Les armes à feu crépitent à Beyrouth - et l'Amérique pense que les choses vont bien

Ils ont donc remis ça ! La belle et merveilleuse démocratie américaine rampe devant les lobbyistes israéliens de l’AIPAC [le Comité des Affaires Publiques Israélo-Américaines] en les flagornant. Elle se rallie encore et toujours à la cause d’un autre pays, celui-là même qui continue de voler la terre arabe.

Ça ne s’arrêtera jamais ? Même Barack Obama – ou « M. Baracka » comme un de mes amis irlandais l’a innocemment et merveilleusement décrit – a trouvé le temps de dire à son auditoire juif que Jérusalem est capitale indivisible d’Israël, ce qui n’est pas le point de vue du reste du monde qui continue de considérer comme illégale l’annexion de Jérusalem-Est, qui est arabe. La sécurité d’Israël ! Répétez-le un millier de fois : la sécurité d’Israël – et menacez l’Iran pour faire bonne mesure !

Oui, les Israéliens ont droit à la sécurité. Mais les Palestiniens aussi. Et les Irakiens, les Libanais et les habitants du monde musulman au sens large, aussi. A présent, même Condoleezza Rice admet – et elle aussi, bien sûr, l’a dit à l’AIPAC – qu’il n’y aura pas d’Etat palestinien d’ici la fin de l’année. Cette promesse de George Bush – que personne n’a cru, de toute façon – s’est envolée.
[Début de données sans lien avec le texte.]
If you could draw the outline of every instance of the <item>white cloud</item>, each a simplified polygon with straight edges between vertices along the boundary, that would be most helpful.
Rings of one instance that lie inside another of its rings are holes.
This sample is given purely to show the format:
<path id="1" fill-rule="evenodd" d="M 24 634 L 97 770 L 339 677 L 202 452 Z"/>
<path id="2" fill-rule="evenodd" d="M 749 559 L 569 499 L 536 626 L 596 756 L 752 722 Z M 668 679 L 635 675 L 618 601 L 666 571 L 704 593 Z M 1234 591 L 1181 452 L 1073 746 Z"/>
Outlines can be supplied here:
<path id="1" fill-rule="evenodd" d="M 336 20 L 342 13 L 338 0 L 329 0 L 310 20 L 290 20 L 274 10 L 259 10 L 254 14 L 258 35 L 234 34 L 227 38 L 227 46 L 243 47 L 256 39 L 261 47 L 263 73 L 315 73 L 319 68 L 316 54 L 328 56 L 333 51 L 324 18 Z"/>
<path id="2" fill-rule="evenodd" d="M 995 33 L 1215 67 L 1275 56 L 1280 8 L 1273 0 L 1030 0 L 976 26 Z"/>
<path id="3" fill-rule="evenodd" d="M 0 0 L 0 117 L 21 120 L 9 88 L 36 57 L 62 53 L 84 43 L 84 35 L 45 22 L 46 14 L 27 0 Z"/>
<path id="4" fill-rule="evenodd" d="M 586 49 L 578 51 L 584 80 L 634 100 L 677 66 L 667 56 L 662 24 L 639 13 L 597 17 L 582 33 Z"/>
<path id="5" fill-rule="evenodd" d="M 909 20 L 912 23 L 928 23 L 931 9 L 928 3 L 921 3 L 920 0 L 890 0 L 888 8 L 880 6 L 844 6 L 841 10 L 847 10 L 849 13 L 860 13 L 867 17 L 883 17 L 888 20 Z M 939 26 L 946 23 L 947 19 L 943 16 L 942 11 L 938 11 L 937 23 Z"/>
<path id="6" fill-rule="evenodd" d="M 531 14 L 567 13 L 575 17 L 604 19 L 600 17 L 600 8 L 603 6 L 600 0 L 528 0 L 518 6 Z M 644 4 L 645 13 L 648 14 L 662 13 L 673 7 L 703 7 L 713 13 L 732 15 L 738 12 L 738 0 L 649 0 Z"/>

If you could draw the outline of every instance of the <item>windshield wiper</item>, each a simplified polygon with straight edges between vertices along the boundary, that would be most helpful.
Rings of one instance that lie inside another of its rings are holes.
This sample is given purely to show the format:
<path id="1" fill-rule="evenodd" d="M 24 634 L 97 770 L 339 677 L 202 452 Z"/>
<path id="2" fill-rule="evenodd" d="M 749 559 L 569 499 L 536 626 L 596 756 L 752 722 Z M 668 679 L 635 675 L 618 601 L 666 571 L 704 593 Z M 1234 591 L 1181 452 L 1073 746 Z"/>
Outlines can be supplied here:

Voici les mots pathétiques de Rice : « L’objectif lui-même se poursuivra au-delà de la direction américaine actuelle ».

Evidemment ! Et le siège de Gaza se poursuivra au-delà de l’actuel mandat présidentiel aux Etats-Unis. Et le mur israélien. Et la construction illégale de colonies israéliennes. Et il continuera à y avoir des morts en Irak au-delà de « la direction américaine actuelle » – bien que « direction » pousse la définition de ce mot un peu loin lorsque cela implique un mou du bulbe comme Bush – et les morts en Afghanistan et, je le crains, des morts aussi au Liban.
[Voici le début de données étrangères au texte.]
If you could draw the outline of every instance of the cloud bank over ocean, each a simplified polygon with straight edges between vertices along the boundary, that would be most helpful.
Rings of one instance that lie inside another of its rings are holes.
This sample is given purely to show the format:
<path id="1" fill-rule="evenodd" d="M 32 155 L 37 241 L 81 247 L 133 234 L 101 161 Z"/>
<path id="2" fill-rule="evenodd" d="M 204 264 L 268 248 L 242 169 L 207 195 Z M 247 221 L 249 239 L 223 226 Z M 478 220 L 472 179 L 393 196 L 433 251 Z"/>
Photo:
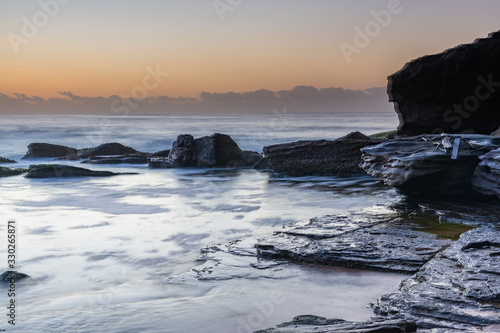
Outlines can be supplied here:
<path id="1" fill-rule="evenodd" d="M 60 97 L 42 98 L 0 93 L 1 114 L 176 114 L 176 113 L 290 113 L 390 112 L 385 87 L 366 90 L 296 86 L 291 90 L 202 92 L 198 98 L 111 95 L 79 96 L 61 91 Z"/>

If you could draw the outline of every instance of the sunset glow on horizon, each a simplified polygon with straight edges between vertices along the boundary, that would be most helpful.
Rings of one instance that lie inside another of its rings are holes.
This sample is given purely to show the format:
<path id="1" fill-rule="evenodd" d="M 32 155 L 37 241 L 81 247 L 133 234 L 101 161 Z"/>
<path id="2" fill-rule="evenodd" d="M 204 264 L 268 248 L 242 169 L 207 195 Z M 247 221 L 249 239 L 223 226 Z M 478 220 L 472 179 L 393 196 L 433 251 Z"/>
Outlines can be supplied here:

Il est étonnant de voir comment voyage l’aveuglement de soi-même. Les sbires de Bush pensent toujours qu’ils soutiennent le « gouvernement » de Fouad Siniora au Liban, soutenu par les Américains. Mais Siniora ne peut même pas former un gouvernement intérimaire pour mettre en place une nouvelle série de règles, ce qui permet au Hezbollah et aux autres groupes d’opposition de conserver un pouvoir de veto sur les décisions du gouvernement.

Ainsi, il n’y aura aucun désarmement du Hezbollah et c’est pourquoi – je le crains, une fois encore – il y aura une autre guerre par procuration entre le Hezbollah et les Israéliens pour prendre le relais de la veille haine des Américains envers l’Iran. Il ne faut pas s’étonner si le président syrien, Bashar Assad, menace à présent de faire un voyage triomphal au Liban. Il a gagné. Et ne devait-il pas y avoir un tribunal international des Nations-Unies pour juger les responsables du meurtre, en 2005, de l’ancien Premier ministre Rafik Hariri ? Ce doit être la plus longue enquête judiciaire de toute l’histoire mondiale. Et je soupçonne qu’elle ne s’achèvera jamais (ou du moins sous « la direction américaine actuelle »).

A Beyrouth, la nuit, il y a des fusillades : des soldats du ministère de l’intérieur libanais en uniforme noir patrouillent la Corniche près de chez moi dans des véhicules blindés également noirs.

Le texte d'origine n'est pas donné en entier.